- Boot Location in Punjab, India Boot Boot (India)
- Coordinates: 31°27′07″N 75°24′03″E﻿ / ﻿31.451984°N 75.400966°E
- Country: India
- State: Punjab
- District: Kapurthala

Government
- • Type: Panchayati raj (India)
- • Body: Gram panchayat

Population (2011)
- • Total: 3,757
- Sex ratio 1979/1778♂/♀

Languages
- • Official: Punjabi
- • Other spoken: Hindi
- Time zone: UTC+5:30 (IST)
- PIN: 144601
- Telephone code: 01822
- ISO 3166 code: IN-PB
- Vehicle registration: PB-09
- Website: kapurthala.gov.in

= Boot, Kapurthala =

Boot is a village in Kapurthala district of Punjab State, India. It is located 10 km from Kapurthala, which is both district and sub-district headquarters of Boot. The village is administrated by a Sarpanch, who is an elected representative.

== Demography ==
According to the report published by Census India in 2011, Boot has a total number of 623 houses and population of 3,757 of which include 1,979 males and 1,778 females.
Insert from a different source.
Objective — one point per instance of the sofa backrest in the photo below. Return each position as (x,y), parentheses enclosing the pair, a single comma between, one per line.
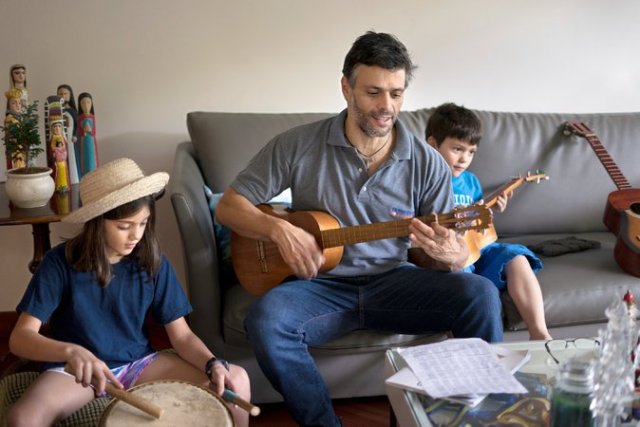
(572,201)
Literacy rate of Boot is 50.13%, lower than state average of 75.84%. The population of children under the age of 6 years is 607 which is 16.16% of total population of Boot, and child sex ratio is approximately 977, higher than state average of 846.

== Population data ==

| Particulars | Total | Male | Female |
|---|---|---|---|
| Total No. of Houses | 623 | - | - |
| Population | 3,757 | 1,979 | 1,778 |
| Child (0–6) | 607 | 307 | 300 |
| Schedule Caste | 3,715 | 1,960 | 1,755 |
| Schedule Tribe | 0 | 0 | 0 |
| Literacy | 50.13 % | 62.50 % | 36.13 % |
| Total Workers | 1,303 | 1,133 | 170 |
| Main Worker | 1,199 | 0 | 0 |
| Marginal Worker | 104 | 52 | 52 |

==Air travel connectivity==
The closest airport to the village is Sri Guru Ram Dass Jee International Airport.